Thanks for the detailed answer! Filesystems is not my wheelhouse, but I like learning as much as I can. So getting good information like this is interesting to me.

Also...the current upper limit of bees's mostly unoptimized scanning performance is about 1TB/day on an 4-core machine. If bees is running less than a full day, it might not be able to keep up with new data at 25GB/hour. In that case it will dedupe as much as it can, but will never enter the "waiting for data" state. The scanning performance is the 'block_bytes' rate in beesstats (under the RATES: heading)--if that's below 7.1e+6 (7 MB/s, or 600 GB per day if that rate is sustained over 24 hours) then bees isn't keeping up.

It looks like right now, my block_bytes is 1.02917e+07, which when extrapolated is about 889 GB/day. So with currently 11 Terrabytes, it would take about 13 days to just process through that data if it were static. And then with the adding/removing of 600 GB/day, it'll take some time to get it all processed.

The fact it is only doing about 10MB/s, leads me to believe it is not IO constrained. I am running on spinning disks, so IOPS is lower than say a SSD pool. If I was all SSD, would we expect things to be any faster? Is this a situation where throwing more RAM at it could help?
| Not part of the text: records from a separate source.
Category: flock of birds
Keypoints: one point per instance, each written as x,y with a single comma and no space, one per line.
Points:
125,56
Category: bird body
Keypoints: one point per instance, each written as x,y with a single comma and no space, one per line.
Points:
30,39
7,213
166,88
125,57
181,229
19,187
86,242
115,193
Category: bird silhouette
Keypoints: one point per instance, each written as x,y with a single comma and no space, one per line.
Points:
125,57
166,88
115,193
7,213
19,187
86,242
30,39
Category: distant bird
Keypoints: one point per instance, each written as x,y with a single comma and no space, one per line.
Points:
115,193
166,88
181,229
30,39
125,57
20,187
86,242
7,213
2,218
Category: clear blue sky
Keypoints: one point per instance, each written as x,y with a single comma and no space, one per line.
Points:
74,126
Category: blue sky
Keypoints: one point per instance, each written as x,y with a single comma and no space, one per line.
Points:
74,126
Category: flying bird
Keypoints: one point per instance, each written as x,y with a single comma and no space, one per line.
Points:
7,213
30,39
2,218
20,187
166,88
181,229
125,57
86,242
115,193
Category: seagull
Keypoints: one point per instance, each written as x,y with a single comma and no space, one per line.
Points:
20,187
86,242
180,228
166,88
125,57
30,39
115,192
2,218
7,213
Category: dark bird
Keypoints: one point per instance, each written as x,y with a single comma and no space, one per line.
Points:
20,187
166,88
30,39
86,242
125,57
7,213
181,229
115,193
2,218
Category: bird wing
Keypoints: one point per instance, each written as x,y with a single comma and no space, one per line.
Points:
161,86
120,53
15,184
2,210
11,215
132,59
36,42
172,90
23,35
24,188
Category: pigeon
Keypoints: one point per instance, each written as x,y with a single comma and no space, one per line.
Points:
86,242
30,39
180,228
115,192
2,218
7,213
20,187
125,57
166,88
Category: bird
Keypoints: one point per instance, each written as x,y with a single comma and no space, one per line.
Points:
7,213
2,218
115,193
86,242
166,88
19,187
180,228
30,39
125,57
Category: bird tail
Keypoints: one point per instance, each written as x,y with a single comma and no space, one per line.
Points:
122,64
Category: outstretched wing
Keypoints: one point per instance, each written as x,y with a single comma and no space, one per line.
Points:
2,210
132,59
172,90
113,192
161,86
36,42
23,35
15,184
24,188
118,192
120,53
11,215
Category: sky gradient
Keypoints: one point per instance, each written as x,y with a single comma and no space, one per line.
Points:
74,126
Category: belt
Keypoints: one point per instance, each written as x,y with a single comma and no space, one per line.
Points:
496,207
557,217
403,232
Or is it just really compute expensive to calculate the dedupe?

Massimo-B commented 1 year ago

As I also think about a big btrfs-based NAS and opened https://github.com/Zygo/bees/issues/262 to ask if there is bees on Synology NAS, as @kakra already mentioned in https://github.com/Zygo/bees/issues/153#issuecomment-703674688

(Late) question to @ubenmackin: If you are running all those drives on the Ryzen machine, why don't you combine all the drives to one big btrfs pool?

Big btrfs should always scale better in these points:

Only reasons to separate the btrfs could be:

kakra commented 1 year ago

Big btrfs should always scale better in these points:

Also: more spindles for data access especially when not using a RAID profile (extents spread out over multiple disks, reads and writes can happen in parallel, less lock contention). I've found that single data mode across different spindles works better than raid-0 for workloads where multiple processes access different data in parallel. For single processes raid-0 may be faster but it would also occupy all spindles at almost the same time (per stripe, depending on request block size).